Также показательно выуживаю свой новенький телефон. Нахожу «мерзкий тип» и жму «вызов», через несколько секунд раздается тихое жужжание — вибросигнал.
Игнат спокойно мажет пальцем по экрану:
— Да, — приложив телефон к уху, глядит в упор на меня.
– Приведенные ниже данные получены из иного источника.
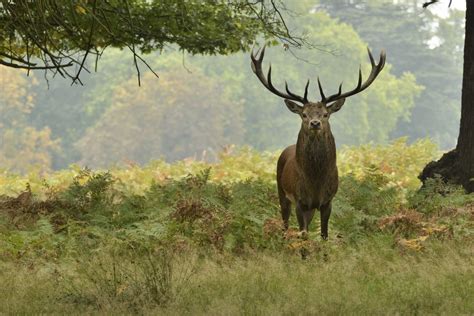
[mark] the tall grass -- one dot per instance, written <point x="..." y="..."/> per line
<point x="194" y="239"/>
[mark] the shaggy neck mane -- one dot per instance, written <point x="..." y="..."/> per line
<point x="316" y="154"/>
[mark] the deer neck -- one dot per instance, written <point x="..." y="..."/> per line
<point x="316" y="154"/>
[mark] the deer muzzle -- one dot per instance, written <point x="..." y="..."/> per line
<point x="315" y="124"/>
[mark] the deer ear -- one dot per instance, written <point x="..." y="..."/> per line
<point x="293" y="107"/>
<point x="336" y="106"/>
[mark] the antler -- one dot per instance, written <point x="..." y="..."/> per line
<point x="267" y="82"/>
<point x="376" y="69"/>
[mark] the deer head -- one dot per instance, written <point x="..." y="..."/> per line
<point x="315" y="115"/>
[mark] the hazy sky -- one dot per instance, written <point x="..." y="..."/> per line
<point x="441" y="8"/>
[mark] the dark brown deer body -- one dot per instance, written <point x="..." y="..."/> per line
<point x="307" y="172"/>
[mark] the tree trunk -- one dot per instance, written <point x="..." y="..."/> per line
<point x="457" y="166"/>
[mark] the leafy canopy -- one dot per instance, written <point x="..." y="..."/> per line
<point x="64" y="33"/>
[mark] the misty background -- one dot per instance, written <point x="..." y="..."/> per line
<point x="202" y="105"/>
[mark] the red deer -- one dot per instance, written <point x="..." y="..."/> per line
<point x="307" y="172"/>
Вот теперь совсем гадко становится:
— Позвони маме, — держу себя в руках, обливаясь холодом. — Она очень волнуется, — пауза. — Надеюсь, Штык поправится, — не дожидаясь ответа, сбрасываю звонок. Бесстрастно убираю мобильный обратно: — Идиот ты, Селиверстов, — роняю устало и, досадливо мотнув головой, опять собираюсь на выход.
— Иди-иди, — желчно в спину. — К…Херу своему, к монголу, — голос скрипит — понимаю, что Игнат поднимается. — Играйте в треугольники, я очередным углом многогранника не желаю быть!
— А тебе разве было предложено? — все же нервишки сдают. Вот зря затеваю бессмысленную перепалку, но меня откровенно бесит пьянь, которая гуляет налево-направо, убивает низостью поступков и при этом смеет мне тыкать в мои! Берусь за ручку входной двери.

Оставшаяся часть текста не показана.